Well, of course, my thinking is not treacherous and terminally ill.  Yours, on the other hand, I do sometimes wonder about.

No, I wonder about my own as well.  I can talk myself out of doing good things, and into doing bad things incredibly easily.  My heart (a.k.a., my mind) has a great capacity to fool itself.

In on other words, the heart of the matter, no matter what the matter is, is the matter of the heart.  And the problem is that the heart of the matter of the matter of the heart is that something is terribly the matter with the heart.
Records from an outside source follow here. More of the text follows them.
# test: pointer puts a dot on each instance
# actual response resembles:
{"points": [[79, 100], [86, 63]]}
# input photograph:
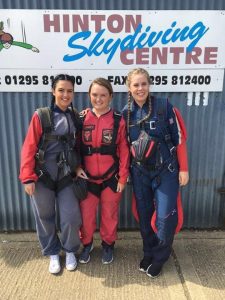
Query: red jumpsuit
{"points": [[96, 132]]}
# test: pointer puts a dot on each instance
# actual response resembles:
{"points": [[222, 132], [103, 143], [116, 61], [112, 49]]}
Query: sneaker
{"points": [[54, 265], [145, 263], [71, 261], [107, 254], [85, 254], [154, 270]]}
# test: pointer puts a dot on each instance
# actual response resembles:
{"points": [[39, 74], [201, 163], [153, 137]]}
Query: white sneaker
{"points": [[54, 265], [71, 261]]}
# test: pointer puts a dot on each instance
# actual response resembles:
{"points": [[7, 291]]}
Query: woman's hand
{"points": [[80, 173], [29, 188], [120, 187], [183, 178]]}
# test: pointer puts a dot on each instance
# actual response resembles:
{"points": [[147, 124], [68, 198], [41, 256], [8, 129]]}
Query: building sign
{"points": [[182, 50]]}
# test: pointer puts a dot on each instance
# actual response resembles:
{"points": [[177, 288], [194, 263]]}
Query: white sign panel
{"points": [[182, 50]]}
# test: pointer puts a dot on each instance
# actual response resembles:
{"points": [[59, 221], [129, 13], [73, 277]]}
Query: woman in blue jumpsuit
{"points": [[157, 174], [54, 168]]}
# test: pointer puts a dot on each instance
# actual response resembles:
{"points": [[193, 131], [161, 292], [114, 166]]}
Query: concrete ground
{"points": [[195, 270]]}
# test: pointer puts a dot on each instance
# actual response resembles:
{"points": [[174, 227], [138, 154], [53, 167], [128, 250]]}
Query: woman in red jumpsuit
{"points": [[106, 161]]}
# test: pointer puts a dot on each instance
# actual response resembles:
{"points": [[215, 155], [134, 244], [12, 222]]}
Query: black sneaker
{"points": [[154, 270], [145, 263], [107, 253], [85, 254]]}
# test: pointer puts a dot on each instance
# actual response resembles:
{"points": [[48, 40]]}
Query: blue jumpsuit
{"points": [[44, 200], [155, 183]]}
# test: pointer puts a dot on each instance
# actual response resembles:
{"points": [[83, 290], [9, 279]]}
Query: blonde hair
{"points": [[128, 83], [103, 82], [135, 72]]}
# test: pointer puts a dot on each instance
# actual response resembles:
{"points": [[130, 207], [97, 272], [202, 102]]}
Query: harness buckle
{"points": [[171, 168], [89, 150], [40, 173], [172, 150], [152, 125]]}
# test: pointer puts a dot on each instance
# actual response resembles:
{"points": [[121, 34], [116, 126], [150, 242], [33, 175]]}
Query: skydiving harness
{"points": [[67, 161], [88, 150], [146, 146]]}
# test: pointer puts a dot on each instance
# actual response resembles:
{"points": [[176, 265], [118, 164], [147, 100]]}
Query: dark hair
{"points": [[56, 79], [6, 38], [103, 82], [63, 77]]}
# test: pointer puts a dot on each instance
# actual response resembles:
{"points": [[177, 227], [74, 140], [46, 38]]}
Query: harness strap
{"points": [[114, 167], [97, 188], [106, 149]]}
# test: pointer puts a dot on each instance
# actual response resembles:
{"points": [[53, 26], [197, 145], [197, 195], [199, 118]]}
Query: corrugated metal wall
{"points": [[204, 207]]}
Christians call this “sin.”  Sin is not simply, or even primarily, what we do.  Sin undergirds all that we do, because everything what we do flows out of the flawed heart/mind.  This is one of the reasons why merely changing our behavior rarely solves very many problems.

But the Bible also speaks of a God who can change our hearts.  Both the Old Testament and New Testament speak of this change of heart.  While we certainly need to cooperate in this change of heart (Proverbs 4:23; Romans 10:10), it is primarily something that God does in and for us (Ezekiel 11:19; 36:25-27; Romans 2:29; Psalm 51:10).
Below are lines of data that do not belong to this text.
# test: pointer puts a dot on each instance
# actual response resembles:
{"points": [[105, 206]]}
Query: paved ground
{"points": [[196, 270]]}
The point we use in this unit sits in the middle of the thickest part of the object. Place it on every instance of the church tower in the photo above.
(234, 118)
A heart/mind transplant is tricky, but God knows what God is doing.  God can get to the heart of the matter, and can deal with what’s the matter with the heart.

“A HEART TO KNOW GOD”

A friend of mine sent me an e mail to me yesterday, which I share with his permission:

I stumbled on the verse this morning that I mentioned in my email. It’s in Jeremiah – right after the fall of Jerusalem to the siege by Nebuchadnezzar – a horrendous takeover. God showed Jeremiah a basket of good and bad figs.  

 Jer. 24: 4 – 6 Then the word of the Lord came to me: “This what the Lord, the God of Israel says: ‘Like these good figs, I regard as good the exiles from Judah whom I sent away from this place to the land of the Babylonians. My eyes will watch over them for their good and I will bring them back to this land. I will build them up and not tear them down; I will plant them and not uproot them. I will give them a heart to know me, that I am the Lord. … they will return to me with all their heart. ‘ “

I picked up on this as a fervent praise to God – even though this was spoken about the Jewish exiles. A praise to God that he has given me (us) a heart that knows Him. That thought captivates – there is nothing more in life that a man could hope for than for God to give us a heart that knows Him – and He has chosen to let me know him. 
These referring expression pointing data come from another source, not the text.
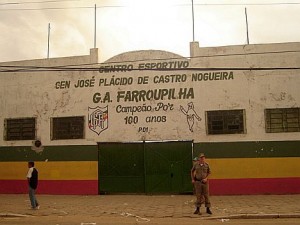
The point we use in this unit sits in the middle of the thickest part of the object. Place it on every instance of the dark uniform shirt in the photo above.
(201, 171)
(33, 177)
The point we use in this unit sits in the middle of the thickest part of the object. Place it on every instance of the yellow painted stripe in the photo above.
(68, 170)
(235, 168)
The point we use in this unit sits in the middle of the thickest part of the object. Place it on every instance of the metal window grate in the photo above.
(225, 121)
(68, 128)
(282, 120)
(20, 129)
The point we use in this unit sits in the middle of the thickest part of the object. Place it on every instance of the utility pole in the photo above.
(48, 41)
(193, 20)
(247, 26)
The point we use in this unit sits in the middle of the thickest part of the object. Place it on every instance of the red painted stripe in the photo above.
(55, 187)
(254, 186)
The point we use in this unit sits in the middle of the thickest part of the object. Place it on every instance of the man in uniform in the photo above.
(32, 177)
(199, 174)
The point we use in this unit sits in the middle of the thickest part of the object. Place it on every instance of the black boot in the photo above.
(197, 211)
(208, 210)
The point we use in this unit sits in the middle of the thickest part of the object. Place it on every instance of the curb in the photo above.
(13, 215)
(254, 216)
The alternative is equally overwhelming: that one would have no part in Him. It’s more than any man can bear – except through wickedness, delusion, and deceit of the heart.

 

I would add only two things to my friend’s good insights.  First, we are all exiles in a sense.  The Bible has several hints that believers are, in a sense, all foreigners—strangers in a strange land (Ps. 38:13; Heb. 11:13; 1 Pet. 1:1; 2:11).  And, of course, no one—whether she is a believer or not—feels like she really fits in most of the time.  Outsiders looking in, that is what we feel like (and perhaps are) most of the time.

The monks at Gethsemani sing before they go to bed of their own feeling of exile.  In one of their closing songs, they sing of being “poor banished children of Eve.”  It is not only monks who are poor banished children of Eve; they are, perhaps, just some of those who realize this more intensely, and feel it more keenly.

The second comment I would add to my friend’s good words is that, while it is quite true that God gives us a heart to know him, it is also true that we need to work on our own hearts.  We must guard our hearts (Proverbs 4:23).  We are to cleanse our hearts (Jeremiah 4:14).  We find God when we seek him with all our heart (Jeremiah 29:13).

There is a twelve-step saying that goes something like this: “We can’t without God.  God won’t without us.”  Yes!

However, my friend has correctly—and eloquently—spoken of the best beginning point for most of us.  Those who begin with human effort in their quest to find the God (who is never far from any of us) quickly discover the limits of such human efforts.  Those who begin with God’s gift of a new heart are on much solider ground.  God is pure love, pure goodness, pure gift.  Everything we do is a response to what God has already done.

I believe that it was Saint Bernard who used to tell his monks, “God is always awake before you are.”  Whoever said it, he/she was right!